That’s nice of them: The Royal Astronomical Society in Britain last week announced that it has ended its blacklisting of James Webb, the man who headed NASA during the 1960s space race, by once again permitting writers of science papers for its Monthly Notices journal to use the full name of the James Webb Space Telescope.

The Royal Astronomical Society (RAS) previously criticized NASA for not immediately addressing concerns that Webb persecuted queer employees; the NASA-led James Webb Space Telescope (JWST or Webb) that launched in December 2021 is named after him. But with new information to hand suggesting Webb played no direct role in these issues, Webb’s name can now reappear in scientific papers, the RAS stated Dec. 22.

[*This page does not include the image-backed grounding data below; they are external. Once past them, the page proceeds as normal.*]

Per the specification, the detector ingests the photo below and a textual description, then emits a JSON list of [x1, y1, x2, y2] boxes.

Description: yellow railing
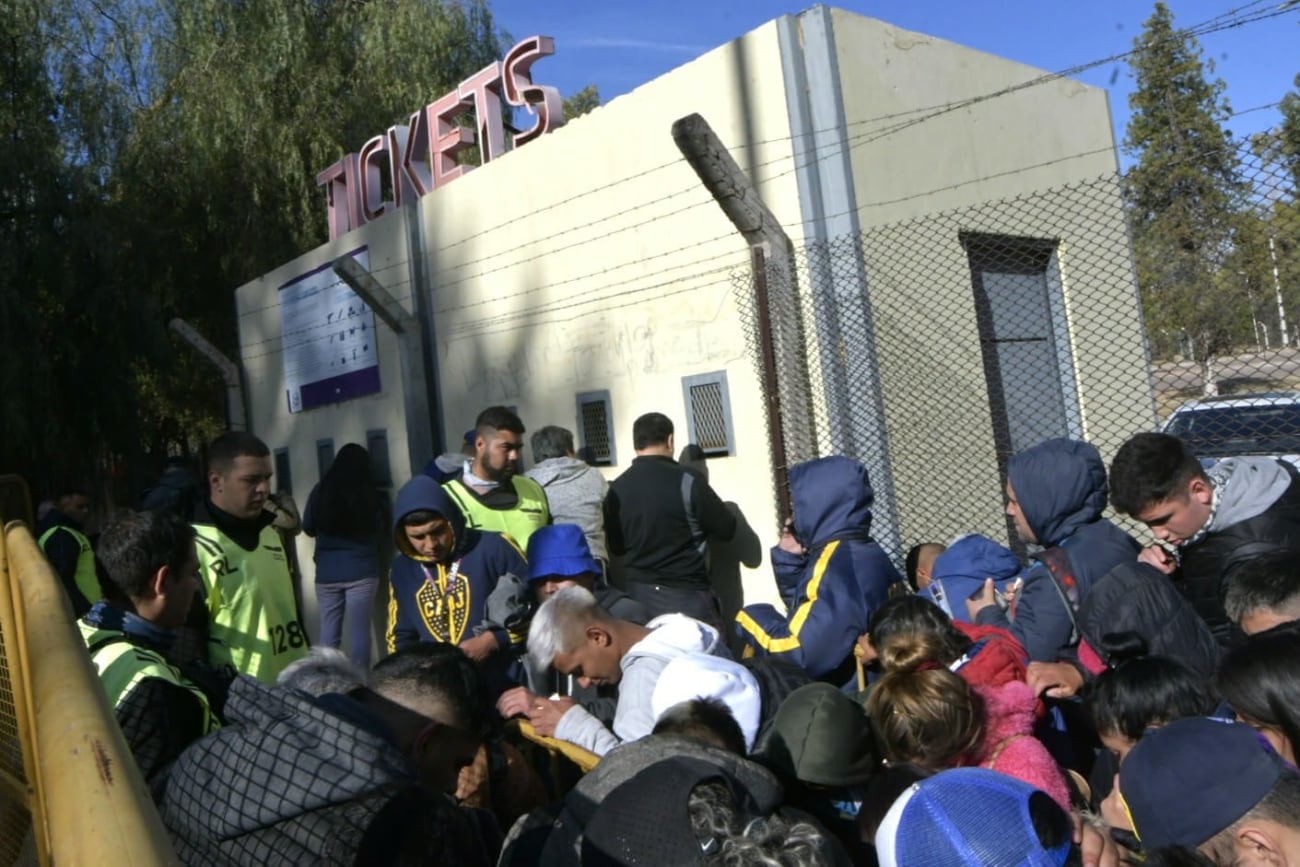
[[0, 521, 177, 866]]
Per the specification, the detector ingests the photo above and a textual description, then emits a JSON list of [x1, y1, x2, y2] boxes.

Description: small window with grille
[[576, 390, 616, 466], [274, 447, 293, 496], [366, 429, 392, 487], [682, 372, 735, 457], [316, 438, 335, 480]]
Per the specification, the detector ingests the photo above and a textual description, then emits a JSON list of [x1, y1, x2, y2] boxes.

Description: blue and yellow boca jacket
[[386, 476, 530, 685], [735, 456, 900, 679]]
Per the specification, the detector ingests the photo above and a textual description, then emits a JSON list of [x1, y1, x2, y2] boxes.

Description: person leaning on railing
[[79, 509, 232, 795]]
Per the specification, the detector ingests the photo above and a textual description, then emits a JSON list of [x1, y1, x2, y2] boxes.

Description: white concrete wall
[[826, 9, 1149, 548], [235, 207, 416, 644], [415, 19, 805, 608], [235, 6, 1148, 640]]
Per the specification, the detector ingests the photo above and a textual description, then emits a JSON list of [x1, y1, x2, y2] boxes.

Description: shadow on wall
[[679, 444, 763, 650]]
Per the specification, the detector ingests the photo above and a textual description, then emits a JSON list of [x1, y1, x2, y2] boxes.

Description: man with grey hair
[[518, 585, 730, 757], [277, 647, 368, 696], [1224, 551, 1300, 635], [524, 425, 608, 569]]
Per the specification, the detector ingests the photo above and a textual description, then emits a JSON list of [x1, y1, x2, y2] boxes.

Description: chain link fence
[[733, 139, 1300, 563]]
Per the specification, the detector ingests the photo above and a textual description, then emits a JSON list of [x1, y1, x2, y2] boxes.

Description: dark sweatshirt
[[603, 454, 736, 589]]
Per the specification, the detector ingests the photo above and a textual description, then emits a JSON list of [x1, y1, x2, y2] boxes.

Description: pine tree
[[1124, 2, 1248, 395], [1279, 73, 1300, 191]]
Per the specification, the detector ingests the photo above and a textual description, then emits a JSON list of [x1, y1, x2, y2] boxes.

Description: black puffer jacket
[[1179, 465, 1300, 645], [1073, 562, 1221, 682], [499, 734, 850, 866], [160, 677, 492, 866]]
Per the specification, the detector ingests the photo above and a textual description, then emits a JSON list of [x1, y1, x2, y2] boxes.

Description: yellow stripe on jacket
[[735, 540, 840, 652]]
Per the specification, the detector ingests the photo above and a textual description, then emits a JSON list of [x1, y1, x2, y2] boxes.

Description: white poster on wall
[[280, 247, 382, 413]]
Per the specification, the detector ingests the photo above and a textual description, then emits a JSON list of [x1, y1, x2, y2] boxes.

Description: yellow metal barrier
[[0, 521, 178, 866]]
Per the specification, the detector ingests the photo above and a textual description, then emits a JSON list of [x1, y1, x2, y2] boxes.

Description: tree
[[1123, 2, 1248, 395], [563, 85, 600, 120], [1, 0, 510, 496], [1278, 73, 1300, 191]]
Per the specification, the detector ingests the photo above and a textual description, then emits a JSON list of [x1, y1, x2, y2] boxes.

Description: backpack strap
[[1034, 547, 1082, 646]]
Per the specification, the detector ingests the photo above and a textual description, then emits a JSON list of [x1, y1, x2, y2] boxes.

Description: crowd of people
[[34, 405, 1300, 865]]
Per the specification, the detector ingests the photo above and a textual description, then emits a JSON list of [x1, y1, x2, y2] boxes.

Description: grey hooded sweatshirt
[[552, 613, 727, 756], [525, 457, 609, 561]]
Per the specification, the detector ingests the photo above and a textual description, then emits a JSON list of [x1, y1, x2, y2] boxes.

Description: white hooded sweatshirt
[[552, 613, 728, 756]]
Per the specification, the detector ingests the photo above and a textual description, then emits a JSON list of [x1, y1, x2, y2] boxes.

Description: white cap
[[651, 653, 762, 751]]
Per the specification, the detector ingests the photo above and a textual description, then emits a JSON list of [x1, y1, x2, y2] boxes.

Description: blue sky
[[490, 0, 1300, 155]]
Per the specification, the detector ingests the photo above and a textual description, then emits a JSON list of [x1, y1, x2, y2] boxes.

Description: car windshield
[[1165, 404, 1300, 458]]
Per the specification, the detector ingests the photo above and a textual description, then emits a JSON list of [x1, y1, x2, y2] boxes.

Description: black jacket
[[603, 455, 736, 588], [1180, 466, 1300, 644], [160, 677, 493, 866], [1070, 562, 1221, 682]]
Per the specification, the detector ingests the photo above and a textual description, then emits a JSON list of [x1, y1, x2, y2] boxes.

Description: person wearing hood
[[498, 734, 850, 866], [521, 585, 730, 757], [386, 475, 531, 697], [523, 425, 609, 568], [424, 428, 479, 484], [967, 438, 1139, 663], [735, 456, 901, 680], [754, 682, 880, 862], [920, 534, 1022, 624], [140, 456, 204, 522], [497, 524, 648, 726], [1109, 431, 1300, 645]]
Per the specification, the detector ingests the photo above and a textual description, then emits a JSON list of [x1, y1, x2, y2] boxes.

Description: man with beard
[[444, 406, 551, 549]]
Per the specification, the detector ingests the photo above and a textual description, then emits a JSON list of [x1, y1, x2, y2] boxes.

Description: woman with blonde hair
[[866, 636, 1072, 810]]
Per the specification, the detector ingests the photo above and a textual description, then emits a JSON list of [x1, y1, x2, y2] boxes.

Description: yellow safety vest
[[444, 476, 549, 548], [79, 620, 218, 735], [192, 522, 307, 682], [38, 524, 101, 609]]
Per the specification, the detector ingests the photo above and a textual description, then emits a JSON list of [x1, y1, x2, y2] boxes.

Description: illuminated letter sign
[[316, 37, 565, 239]]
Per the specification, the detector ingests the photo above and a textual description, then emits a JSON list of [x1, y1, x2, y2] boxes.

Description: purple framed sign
[[280, 247, 382, 413]]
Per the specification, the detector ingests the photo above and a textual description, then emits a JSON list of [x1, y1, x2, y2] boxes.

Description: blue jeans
[[316, 577, 378, 669]]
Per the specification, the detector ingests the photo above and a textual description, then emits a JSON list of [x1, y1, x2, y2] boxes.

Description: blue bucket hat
[[526, 524, 600, 582]]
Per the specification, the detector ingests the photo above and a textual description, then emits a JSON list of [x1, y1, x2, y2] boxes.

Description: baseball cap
[[1119, 717, 1285, 849], [526, 524, 601, 582], [463, 428, 477, 447], [875, 768, 1072, 867], [651, 654, 762, 752]]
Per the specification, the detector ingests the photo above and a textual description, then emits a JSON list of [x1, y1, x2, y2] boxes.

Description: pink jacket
[[964, 680, 1071, 811]]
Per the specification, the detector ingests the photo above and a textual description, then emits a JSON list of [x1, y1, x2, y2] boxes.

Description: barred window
[[366, 429, 392, 486], [315, 438, 335, 479], [274, 448, 293, 495], [682, 372, 735, 456], [577, 391, 615, 466]]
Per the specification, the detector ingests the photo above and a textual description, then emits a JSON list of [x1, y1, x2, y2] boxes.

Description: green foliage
[[1279, 73, 1300, 191], [0, 0, 506, 494], [563, 85, 600, 120], [1123, 2, 1251, 392]]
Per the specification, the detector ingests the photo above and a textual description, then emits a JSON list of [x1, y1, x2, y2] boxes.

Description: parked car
[[1162, 392, 1300, 469]]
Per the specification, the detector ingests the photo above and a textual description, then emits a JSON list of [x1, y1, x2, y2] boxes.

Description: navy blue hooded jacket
[[736, 456, 901, 678], [920, 534, 1022, 624], [975, 439, 1139, 662], [385, 476, 530, 688]]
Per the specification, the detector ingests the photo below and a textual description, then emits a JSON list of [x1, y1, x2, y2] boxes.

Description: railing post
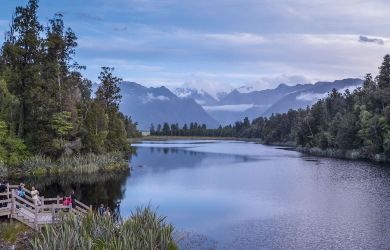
[[6, 183, 9, 199], [34, 202, 38, 230], [11, 190, 15, 218], [51, 204, 54, 223], [57, 195, 60, 205]]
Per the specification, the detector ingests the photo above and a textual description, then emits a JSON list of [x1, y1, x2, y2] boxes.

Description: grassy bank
[[32, 207, 177, 250], [296, 146, 390, 163], [0, 207, 177, 250], [0, 220, 33, 249], [0, 152, 129, 178]]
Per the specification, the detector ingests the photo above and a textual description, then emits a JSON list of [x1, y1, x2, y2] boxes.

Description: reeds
[[21, 152, 129, 176], [32, 206, 178, 250], [0, 221, 29, 244], [0, 161, 8, 177]]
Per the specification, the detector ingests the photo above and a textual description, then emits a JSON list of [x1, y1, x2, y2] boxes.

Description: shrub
[[21, 155, 53, 175], [0, 161, 7, 177], [21, 152, 128, 175], [32, 206, 177, 250], [0, 221, 29, 244]]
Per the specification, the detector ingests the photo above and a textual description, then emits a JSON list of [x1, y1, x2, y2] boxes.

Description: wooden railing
[[0, 184, 92, 230]]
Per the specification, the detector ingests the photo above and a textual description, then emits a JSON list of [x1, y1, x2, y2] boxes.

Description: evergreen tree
[[96, 67, 122, 110], [377, 54, 390, 89]]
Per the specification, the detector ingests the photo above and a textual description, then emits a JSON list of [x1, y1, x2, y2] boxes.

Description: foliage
[[21, 152, 128, 175], [0, 0, 140, 170], [96, 67, 122, 110], [51, 111, 73, 138], [32, 207, 177, 250], [0, 221, 29, 244]]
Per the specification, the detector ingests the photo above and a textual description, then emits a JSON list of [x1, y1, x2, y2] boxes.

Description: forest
[[0, 0, 140, 172], [152, 54, 390, 162]]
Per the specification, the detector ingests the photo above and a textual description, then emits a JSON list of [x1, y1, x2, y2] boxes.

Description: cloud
[[296, 92, 327, 102], [203, 33, 266, 45], [203, 104, 256, 112], [76, 12, 103, 21], [358, 35, 384, 45], [296, 85, 361, 102], [24, 0, 390, 96], [142, 93, 170, 103], [113, 26, 128, 32]]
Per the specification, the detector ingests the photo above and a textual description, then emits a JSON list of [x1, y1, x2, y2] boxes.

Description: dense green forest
[[0, 0, 140, 170], [152, 54, 390, 162]]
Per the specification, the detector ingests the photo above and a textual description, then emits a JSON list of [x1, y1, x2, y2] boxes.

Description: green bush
[[0, 161, 8, 177], [21, 152, 128, 176], [32, 206, 177, 250]]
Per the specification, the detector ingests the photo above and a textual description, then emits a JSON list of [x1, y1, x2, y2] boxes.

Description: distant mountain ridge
[[262, 78, 363, 116], [173, 87, 218, 105], [117, 79, 363, 130], [175, 78, 363, 125], [119, 82, 219, 130]]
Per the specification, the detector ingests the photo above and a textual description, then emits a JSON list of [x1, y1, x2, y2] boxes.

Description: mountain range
[[119, 82, 219, 130], [117, 78, 363, 130]]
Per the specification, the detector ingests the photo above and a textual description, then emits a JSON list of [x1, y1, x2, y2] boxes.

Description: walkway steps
[[0, 185, 92, 230]]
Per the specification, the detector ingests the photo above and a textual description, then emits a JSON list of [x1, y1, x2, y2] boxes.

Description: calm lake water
[[28, 140, 390, 249]]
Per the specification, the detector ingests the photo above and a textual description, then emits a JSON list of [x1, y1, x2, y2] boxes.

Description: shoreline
[[130, 135, 262, 143], [131, 136, 390, 165], [0, 152, 130, 178]]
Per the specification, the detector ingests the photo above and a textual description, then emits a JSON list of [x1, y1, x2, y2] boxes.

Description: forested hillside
[[0, 0, 139, 169], [153, 55, 390, 162]]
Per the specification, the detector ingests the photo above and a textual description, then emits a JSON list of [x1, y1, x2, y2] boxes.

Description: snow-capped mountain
[[174, 88, 218, 105], [119, 82, 219, 130]]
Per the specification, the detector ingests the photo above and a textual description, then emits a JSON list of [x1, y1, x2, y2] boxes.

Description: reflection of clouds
[[124, 140, 390, 248], [120, 166, 286, 232]]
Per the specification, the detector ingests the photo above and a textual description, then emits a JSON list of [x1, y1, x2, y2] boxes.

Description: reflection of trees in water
[[130, 146, 138, 158], [151, 147, 203, 156], [12, 170, 130, 212]]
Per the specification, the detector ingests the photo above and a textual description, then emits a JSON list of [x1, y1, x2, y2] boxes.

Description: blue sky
[[1, 0, 390, 95]]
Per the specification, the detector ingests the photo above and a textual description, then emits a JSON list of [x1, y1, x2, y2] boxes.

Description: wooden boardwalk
[[0, 184, 91, 230]]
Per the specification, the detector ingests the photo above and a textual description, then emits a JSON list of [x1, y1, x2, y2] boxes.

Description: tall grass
[[21, 152, 128, 176], [32, 206, 177, 250], [0, 221, 30, 244], [0, 161, 8, 177]]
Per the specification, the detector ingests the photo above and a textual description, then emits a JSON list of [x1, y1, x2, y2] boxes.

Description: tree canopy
[[0, 0, 140, 166]]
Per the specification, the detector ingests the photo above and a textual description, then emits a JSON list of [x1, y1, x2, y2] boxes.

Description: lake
[[33, 140, 390, 249]]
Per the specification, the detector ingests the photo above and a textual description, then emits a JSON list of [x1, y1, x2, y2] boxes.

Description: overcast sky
[[1, 0, 390, 94]]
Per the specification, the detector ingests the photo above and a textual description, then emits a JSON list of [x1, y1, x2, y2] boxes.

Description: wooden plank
[[14, 194, 36, 208], [74, 207, 88, 215], [75, 199, 90, 210], [44, 197, 63, 202]]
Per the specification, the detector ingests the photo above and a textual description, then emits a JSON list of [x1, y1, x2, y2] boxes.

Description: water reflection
[[9, 140, 390, 249], [125, 140, 390, 249]]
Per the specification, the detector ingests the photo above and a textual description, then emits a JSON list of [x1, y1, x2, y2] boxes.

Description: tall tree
[[2, 0, 43, 139], [96, 67, 122, 110], [377, 54, 390, 89]]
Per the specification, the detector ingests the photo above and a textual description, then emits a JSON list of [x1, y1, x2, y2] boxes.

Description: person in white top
[[31, 186, 40, 206]]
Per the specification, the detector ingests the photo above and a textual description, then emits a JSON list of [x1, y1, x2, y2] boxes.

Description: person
[[31, 186, 41, 206], [17, 183, 25, 198], [98, 204, 105, 216], [104, 207, 111, 217], [70, 190, 76, 208], [63, 196, 72, 207]]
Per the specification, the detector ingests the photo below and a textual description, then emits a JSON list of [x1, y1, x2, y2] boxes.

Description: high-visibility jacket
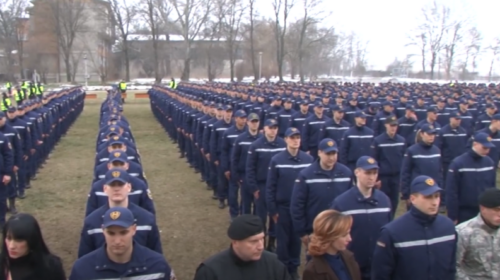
[[119, 82, 127, 90], [36, 85, 43, 96], [1, 98, 11, 111], [5, 82, 11, 89], [14, 89, 22, 101], [169, 81, 177, 89]]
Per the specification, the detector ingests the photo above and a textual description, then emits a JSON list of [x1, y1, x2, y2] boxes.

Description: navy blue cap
[[382, 101, 394, 106], [7, 107, 16, 113], [209, 102, 216, 107], [300, 100, 309, 105], [224, 105, 233, 111], [234, 110, 247, 118], [406, 105, 415, 111], [331, 105, 344, 112], [427, 107, 437, 113], [354, 111, 367, 118], [106, 125, 120, 135], [102, 207, 135, 228], [104, 168, 130, 185], [486, 103, 496, 109], [410, 175, 442, 195], [264, 119, 278, 127], [318, 138, 338, 153], [108, 135, 125, 146], [459, 99, 467, 104], [314, 101, 323, 107], [216, 104, 224, 110], [356, 156, 379, 170], [472, 132, 495, 148], [449, 111, 462, 119], [202, 101, 209, 106], [248, 113, 260, 121], [284, 98, 293, 103], [384, 115, 398, 125], [285, 127, 300, 137], [108, 150, 128, 163], [420, 123, 437, 134]]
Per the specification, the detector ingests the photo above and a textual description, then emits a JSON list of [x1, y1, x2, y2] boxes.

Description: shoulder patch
[[295, 179, 300, 183], [147, 189, 153, 200], [7, 142, 12, 149]]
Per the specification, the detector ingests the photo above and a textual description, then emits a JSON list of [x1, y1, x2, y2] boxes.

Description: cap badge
[[114, 152, 120, 157], [110, 211, 120, 220], [425, 178, 434, 186], [429, 125, 434, 129], [487, 136, 492, 142], [327, 141, 334, 147], [112, 171, 120, 178], [113, 136, 119, 140], [291, 128, 297, 132], [367, 158, 375, 164], [110, 127, 115, 131]]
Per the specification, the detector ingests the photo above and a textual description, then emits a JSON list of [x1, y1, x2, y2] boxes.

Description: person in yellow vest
[[29, 82, 36, 99], [1, 92, 11, 112], [13, 86, 23, 105], [118, 80, 127, 103], [168, 78, 177, 89], [36, 82, 43, 97], [21, 81, 28, 98], [5, 82, 12, 96]]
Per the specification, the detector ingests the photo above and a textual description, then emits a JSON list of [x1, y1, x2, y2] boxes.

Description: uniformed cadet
[[246, 118, 286, 251], [474, 114, 500, 168], [456, 188, 500, 280], [331, 156, 391, 280], [93, 150, 146, 184], [474, 103, 496, 131], [397, 105, 418, 143], [290, 138, 352, 253], [231, 112, 262, 215], [86, 168, 154, 216], [221, 109, 247, 218], [371, 175, 457, 280], [372, 101, 395, 136], [71, 207, 175, 280], [210, 105, 234, 209], [275, 99, 295, 138], [203, 104, 223, 197], [291, 100, 311, 133], [6, 106, 30, 199], [411, 107, 442, 146], [457, 99, 474, 136], [439, 111, 468, 183], [78, 170, 162, 258], [301, 101, 330, 159], [13, 86, 24, 105], [266, 127, 313, 278], [339, 111, 374, 171], [0, 130, 13, 226], [319, 105, 349, 146], [95, 135, 140, 167], [5, 81, 11, 95], [401, 123, 442, 210], [0, 112, 22, 213], [446, 132, 496, 224]]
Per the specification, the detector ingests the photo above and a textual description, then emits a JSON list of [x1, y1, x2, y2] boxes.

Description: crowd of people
[[148, 81, 500, 280]]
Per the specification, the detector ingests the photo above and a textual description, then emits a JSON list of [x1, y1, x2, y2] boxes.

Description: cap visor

“The RAS will now allow authors submitting scientific papers to its journals to use either ‘James Webb Space Telescope’ or the acronym ‘JWST’ to refer to the observatory,” RAS officials wrote. The major journals of the RAS include the Monthly Notices of the Royal Astronomical Society (MNRAS), one of the top astronomical journals worldwide.

The society backed off from its position after NASA published a long detailed report documenting the utter falsehood of the claim. Too bad this so-called science organization didn’t consider the evidence itself before issuing its blacklist order. One would think scientists above all would consider evidence, not undocumented slanders, as essential before condemning a person.